Whatever really happened at Thorp Arch last week – and I’m no clearer on the facts than anyone else – people will always point the finger when several players cry off injured just before a game.
On the face of it, the situation does stink and we’re sitting at the end of another terrible week of bad press. Over the years Leeds United have had enough negative publicity without creating their own and it depresses me to see the club getting ridiculed again.
Personally I’m wary of wading in and criticising the six foreign lads who missed the game away at Charlton because, like most other people, I can only guess about what’s gone on.
Maybe all six were truly injured. Maybe only a few of them were. I’m not going to accuse all six of downing tools en masse because I don’t know if that’s true and I’d be doing them an injustice if it wasn’t.
All I know is that the situation is very unusual and very strange.
If a player walks into a physio and tells him that, for the sake of argument, he’s got a sore calf, a physio has to take that at face value. This is nothing to do with the medical staff at Thorp Arch. They’re just doing their jobs. At the end of the day, a footballer is injured if he thinks he is. It’s a mindset which is more and more common in the modern age.
What really disappoints me is that all six players ruled themselves out there and then on Friday. There didn’t seem to be any willingness – unlike, say, Gaetano Berardi – to travel down on the coach, give it another 24 hours and hope to be passed fit on Saturday morning.
Maybe it’s a generational thing but I can’t relate to that at all. Back in my day we all wanted to play every week – and when I say wanted, I mean you were p***** off if you were left out. Most of us used to hide injuries or play them down, mainly because you didn’t want to give anyone an excuse to drop you.
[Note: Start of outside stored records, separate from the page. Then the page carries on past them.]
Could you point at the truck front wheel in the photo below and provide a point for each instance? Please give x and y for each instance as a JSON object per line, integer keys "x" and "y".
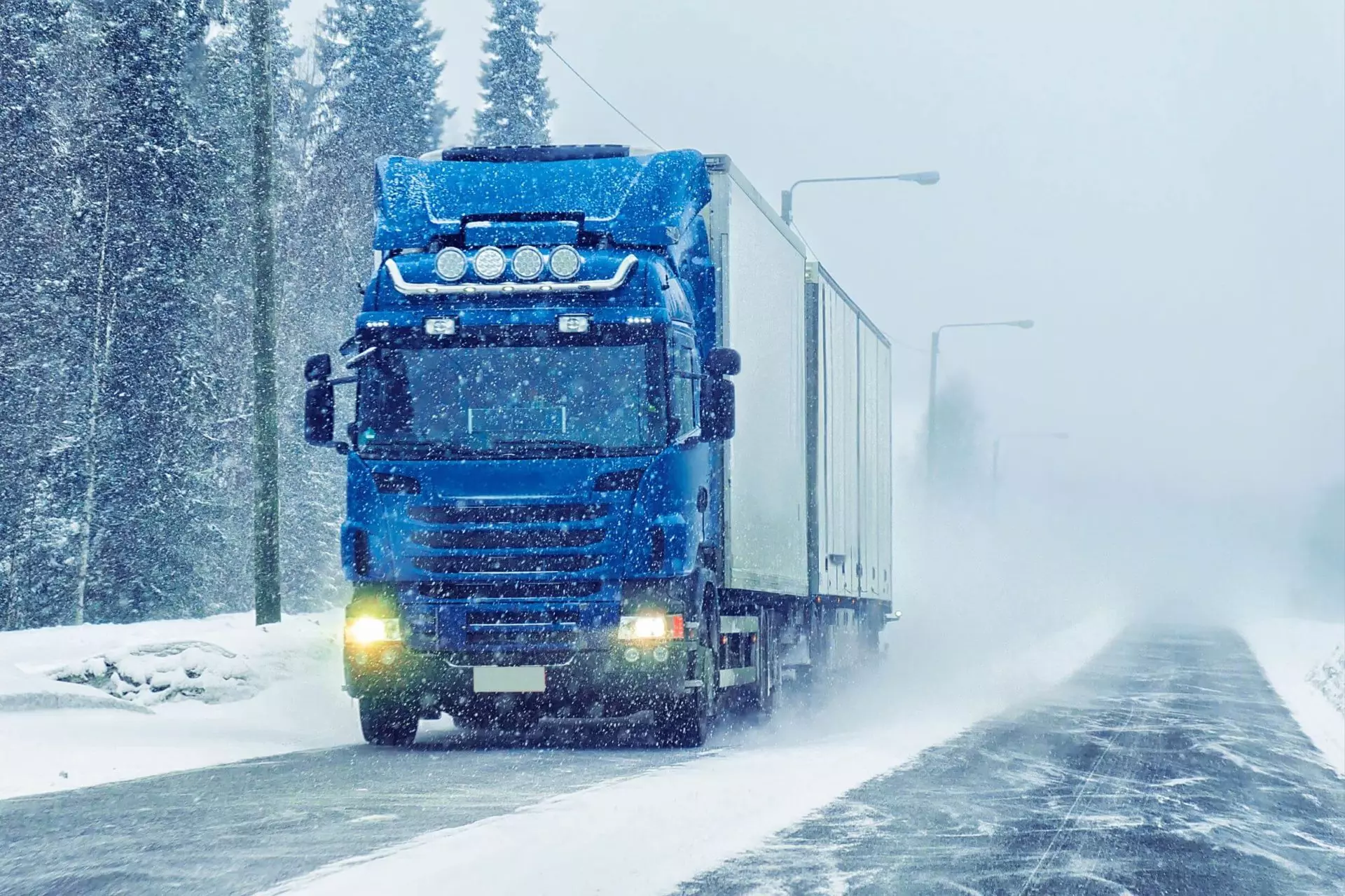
{"x": 687, "y": 723}
{"x": 387, "y": 722}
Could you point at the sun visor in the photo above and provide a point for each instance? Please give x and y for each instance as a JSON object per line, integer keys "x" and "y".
{"x": 637, "y": 201}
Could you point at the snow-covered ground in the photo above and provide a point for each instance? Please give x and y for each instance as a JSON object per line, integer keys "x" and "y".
{"x": 191, "y": 693}
{"x": 1305, "y": 663}
{"x": 647, "y": 833}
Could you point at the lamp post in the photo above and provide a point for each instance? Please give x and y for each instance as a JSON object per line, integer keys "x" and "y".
{"x": 923, "y": 178}
{"x": 931, "y": 419}
{"x": 265, "y": 436}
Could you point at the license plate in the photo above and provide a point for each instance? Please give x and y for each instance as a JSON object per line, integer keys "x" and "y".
{"x": 498, "y": 680}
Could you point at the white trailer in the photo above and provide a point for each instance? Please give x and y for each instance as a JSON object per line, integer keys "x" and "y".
{"x": 807, "y": 492}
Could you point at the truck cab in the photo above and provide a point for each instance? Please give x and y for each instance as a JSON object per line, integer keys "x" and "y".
{"x": 539, "y": 474}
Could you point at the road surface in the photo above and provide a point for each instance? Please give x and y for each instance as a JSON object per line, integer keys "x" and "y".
{"x": 1165, "y": 766}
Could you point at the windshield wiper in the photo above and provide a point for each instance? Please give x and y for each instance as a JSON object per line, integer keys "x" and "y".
{"x": 587, "y": 447}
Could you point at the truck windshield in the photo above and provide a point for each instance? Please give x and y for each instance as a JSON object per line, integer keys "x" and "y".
{"x": 513, "y": 400}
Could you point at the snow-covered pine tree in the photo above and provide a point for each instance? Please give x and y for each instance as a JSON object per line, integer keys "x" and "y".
{"x": 517, "y": 104}
{"x": 139, "y": 236}
{"x": 375, "y": 78}
{"x": 41, "y": 362}
{"x": 219, "y": 361}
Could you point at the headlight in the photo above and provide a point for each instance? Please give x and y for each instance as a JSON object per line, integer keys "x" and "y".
{"x": 650, "y": 627}
{"x": 488, "y": 263}
{"x": 371, "y": 630}
{"x": 451, "y": 264}
{"x": 527, "y": 263}
{"x": 564, "y": 263}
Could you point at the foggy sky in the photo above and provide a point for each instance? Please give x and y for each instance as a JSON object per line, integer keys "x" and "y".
{"x": 1161, "y": 186}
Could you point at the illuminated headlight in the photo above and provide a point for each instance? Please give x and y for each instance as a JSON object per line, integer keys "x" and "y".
{"x": 371, "y": 630}
{"x": 650, "y": 627}
{"x": 564, "y": 263}
{"x": 488, "y": 263}
{"x": 527, "y": 263}
{"x": 451, "y": 264}
{"x": 573, "y": 323}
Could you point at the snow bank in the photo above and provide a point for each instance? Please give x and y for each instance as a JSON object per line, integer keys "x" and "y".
{"x": 649, "y": 833}
{"x": 156, "y": 673}
{"x": 200, "y": 692}
{"x": 1305, "y": 663}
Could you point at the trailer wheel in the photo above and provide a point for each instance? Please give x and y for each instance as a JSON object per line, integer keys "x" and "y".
{"x": 387, "y": 722}
{"x": 687, "y": 723}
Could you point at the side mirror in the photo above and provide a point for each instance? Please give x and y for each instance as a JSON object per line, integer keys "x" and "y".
{"x": 319, "y": 412}
{"x": 719, "y": 409}
{"x": 318, "y": 368}
{"x": 723, "y": 362}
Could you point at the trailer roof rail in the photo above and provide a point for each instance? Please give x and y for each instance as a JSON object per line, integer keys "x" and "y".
{"x": 567, "y": 152}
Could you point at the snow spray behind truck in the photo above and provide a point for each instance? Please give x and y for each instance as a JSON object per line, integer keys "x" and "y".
{"x": 619, "y": 450}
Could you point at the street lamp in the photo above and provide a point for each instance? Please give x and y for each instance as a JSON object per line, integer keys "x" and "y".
{"x": 934, "y": 380}
{"x": 923, "y": 178}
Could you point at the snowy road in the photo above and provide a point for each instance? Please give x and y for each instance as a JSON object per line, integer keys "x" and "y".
{"x": 1166, "y": 764}
{"x": 241, "y": 828}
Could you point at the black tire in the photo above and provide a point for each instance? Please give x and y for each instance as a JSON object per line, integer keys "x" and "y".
{"x": 387, "y": 722}
{"x": 687, "y": 723}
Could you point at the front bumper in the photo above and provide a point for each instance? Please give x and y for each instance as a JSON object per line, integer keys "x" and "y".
{"x": 622, "y": 677}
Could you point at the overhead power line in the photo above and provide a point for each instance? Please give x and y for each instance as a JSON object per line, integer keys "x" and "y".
{"x": 599, "y": 95}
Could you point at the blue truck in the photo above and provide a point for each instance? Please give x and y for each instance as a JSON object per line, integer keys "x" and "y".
{"x": 621, "y": 450}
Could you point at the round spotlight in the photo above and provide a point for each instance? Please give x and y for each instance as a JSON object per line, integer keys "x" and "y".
{"x": 527, "y": 263}
{"x": 488, "y": 263}
{"x": 564, "y": 263}
{"x": 451, "y": 264}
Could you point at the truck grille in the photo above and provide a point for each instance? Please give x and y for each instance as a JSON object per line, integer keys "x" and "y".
{"x": 509, "y": 564}
{"x": 507, "y": 590}
{"x": 530, "y": 627}
{"x": 491, "y": 514}
{"x": 498, "y": 539}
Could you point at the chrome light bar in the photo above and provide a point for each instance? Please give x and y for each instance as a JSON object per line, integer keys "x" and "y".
{"x": 406, "y": 288}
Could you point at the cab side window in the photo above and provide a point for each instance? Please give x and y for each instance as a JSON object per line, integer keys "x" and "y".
{"x": 687, "y": 382}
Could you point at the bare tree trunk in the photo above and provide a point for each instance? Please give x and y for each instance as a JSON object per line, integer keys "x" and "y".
{"x": 100, "y": 355}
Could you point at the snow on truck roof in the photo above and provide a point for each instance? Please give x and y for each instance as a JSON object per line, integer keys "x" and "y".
{"x": 635, "y": 201}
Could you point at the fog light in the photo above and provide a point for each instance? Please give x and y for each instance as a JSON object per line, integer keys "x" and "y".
{"x": 488, "y": 263}
{"x": 564, "y": 263}
{"x": 527, "y": 263}
{"x": 651, "y": 627}
{"x": 451, "y": 264}
{"x": 371, "y": 630}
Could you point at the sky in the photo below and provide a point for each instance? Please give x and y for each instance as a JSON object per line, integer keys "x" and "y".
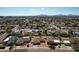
{"x": 31, "y": 11}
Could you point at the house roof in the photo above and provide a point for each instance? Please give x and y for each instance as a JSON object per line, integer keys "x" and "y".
{"x": 3, "y": 36}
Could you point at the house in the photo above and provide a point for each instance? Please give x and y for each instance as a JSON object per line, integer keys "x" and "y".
{"x": 66, "y": 40}
{"x": 35, "y": 40}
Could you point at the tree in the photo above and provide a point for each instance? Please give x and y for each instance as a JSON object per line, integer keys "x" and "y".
{"x": 9, "y": 30}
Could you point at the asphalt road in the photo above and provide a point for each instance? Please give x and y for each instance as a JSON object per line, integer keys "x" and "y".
{"x": 39, "y": 50}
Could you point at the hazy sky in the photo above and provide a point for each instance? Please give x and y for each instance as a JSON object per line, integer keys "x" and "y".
{"x": 26, "y": 11}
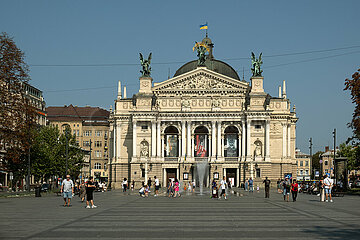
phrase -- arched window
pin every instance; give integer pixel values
(97, 165)
(201, 141)
(231, 143)
(171, 142)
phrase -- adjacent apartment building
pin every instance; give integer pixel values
(303, 165)
(90, 125)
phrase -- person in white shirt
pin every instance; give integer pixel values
(157, 186)
(223, 187)
(328, 184)
(67, 189)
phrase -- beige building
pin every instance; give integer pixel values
(303, 166)
(90, 125)
(202, 117)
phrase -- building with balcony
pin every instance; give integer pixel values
(303, 166)
(205, 115)
(90, 125)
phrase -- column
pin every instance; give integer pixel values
(153, 139)
(213, 139)
(134, 138)
(267, 138)
(158, 140)
(284, 140)
(189, 139)
(248, 138)
(237, 177)
(219, 139)
(243, 134)
(118, 141)
(183, 138)
(164, 177)
(289, 141)
(114, 140)
(162, 146)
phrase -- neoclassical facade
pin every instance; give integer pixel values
(203, 114)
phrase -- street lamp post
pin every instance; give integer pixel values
(334, 135)
(310, 147)
(66, 151)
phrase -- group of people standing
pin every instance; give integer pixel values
(88, 188)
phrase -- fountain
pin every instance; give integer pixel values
(201, 173)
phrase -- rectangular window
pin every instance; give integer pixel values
(258, 173)
(97, 153)
(98, 144)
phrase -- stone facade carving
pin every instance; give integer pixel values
(144, 149)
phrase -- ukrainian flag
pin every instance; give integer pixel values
(203, 26)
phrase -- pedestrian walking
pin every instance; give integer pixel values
(294, 190)
(67, 189)
(177, 188)
(125, 185)
(157, 186)
(251, 185)
(328, 184)
(82, 191)
(223, 188)
(90, 188)
(149, 183)
(267, 187)
(170, 188)
(133, 185)
(286, 186)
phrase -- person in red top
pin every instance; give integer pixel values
(294, 190)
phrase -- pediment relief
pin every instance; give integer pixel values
(201, 81)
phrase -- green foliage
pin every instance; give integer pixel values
(316, 160)
(352, 153)
(48, 153)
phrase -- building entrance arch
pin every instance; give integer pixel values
(201, 142)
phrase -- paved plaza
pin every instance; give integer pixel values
(245, 216)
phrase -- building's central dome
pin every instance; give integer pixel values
(210, 63)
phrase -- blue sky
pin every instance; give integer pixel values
(114, 32)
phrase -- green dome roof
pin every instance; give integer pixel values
(211, 64)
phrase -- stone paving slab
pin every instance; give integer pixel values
(123, 216)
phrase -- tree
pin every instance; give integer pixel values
(353, 85)
(48, 153)
(17, 116)
(315, 164)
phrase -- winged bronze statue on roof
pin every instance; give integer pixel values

I suppose we were all very aware of who was paying our wages. We all knew that people were travelling hundreds and thousands of miles and paying good money to watch us in the freezing cold. It wasn’t the done thing to err on the side of caution and when you see some of the old boys like Johnny Giles and Trevor Cherry having a go this week, the reason they’re doing so is because they’ve got genuine passion for the club. The success of Leeds United has always mattered to us and the bad times make us angry.
Football these days, and I’m not only talking about the foreign lads here, is weighted far too heavily in favour of the players. They’re almost untouchable and sometimes they really do need a reality check.
Let’s be honest, this week has been a reality check for everyone at Leeds. If any of the six players were 100 per cent unfit to play then I’m sorry that they’ve come in for a barrage of criticism. But at the same time, the reaction of the fans makes me think that no player at Leeds will ever be tempted to pull a fast one again. It’s the one thing the supporters cannot accept – a lack of dedication or commitment.
The thing that worries me more at the moment is the air of conflict between the fans and the club. I heard what the supporters were chanting at Charlton and I’m sure the message will have got back to Massimo Cellino too.
I’m not going to criticise our support in any way because I am seriously amazed at the loyalty they’ve shown over the past 10 or 12 years. Others would have walked away from all this. And I won’t have any player tell me that the backing this season hasn’t been superb. On the contrary, it’s been outstanding in a year when the club have given the crowd very little back. The fans have been 100 per cent fair and the squad should be very grateful for that.
But my concern is that we’re going to be our own worst enemies. I can see with my own eyes and hear with my own ears that sections of the support are critical of Massimo and losing faith in him. To cut to the chase, they were chanting, at Charlton, for him to sell the club and clear off.
I know the rumours suggest otherwise but I’m telling you now, there’s no queue of people out there waiting to buy Leeds United. For all the talk on social media, I speak to people and I keep my ear to the ground and I’m not convinced that cash-rich buyers are on the doorstep begging Massimo to sell his shares.
We’ve been in situations before where the club had an owner who the fans wanted out. They got their way but then, before long, the next owner was under pressure to sell up and go. We seem to be stuck in a permanent cycle of pressure and change.
My opinion of Massimo is that he’s got to come back in next month and give us a statement of intent. He’s got to show us where we’re going, which players and coaches we’re going there with and he’s got to find a way to bring the club under control; to stop the daily doses of chaos. We’re all sick of it and he must be as well.
I’m not pretending for a moment that he doesn’t have to deliver. Of course he does. And if he can’t deliver then it goes without saying that he’s going to get a lot of heat from the fans. But as I’ve said before, it’s very hard to draw a final conclusion about him when for most of this season he’s been fighting the Football League. He’s been banned for the second half of it and in January we were under a transfer embargo. No owner is going to do a great job in those circumstances.
I’m not arguing that the current situation is acceptable. Weeks like this one are so frustrating.
But I still believe we should be careful in making sure that Massimo isn’t forced out before he’s had a proper chance to make it work. Otherwise we’ll find ourselves going round in circles again.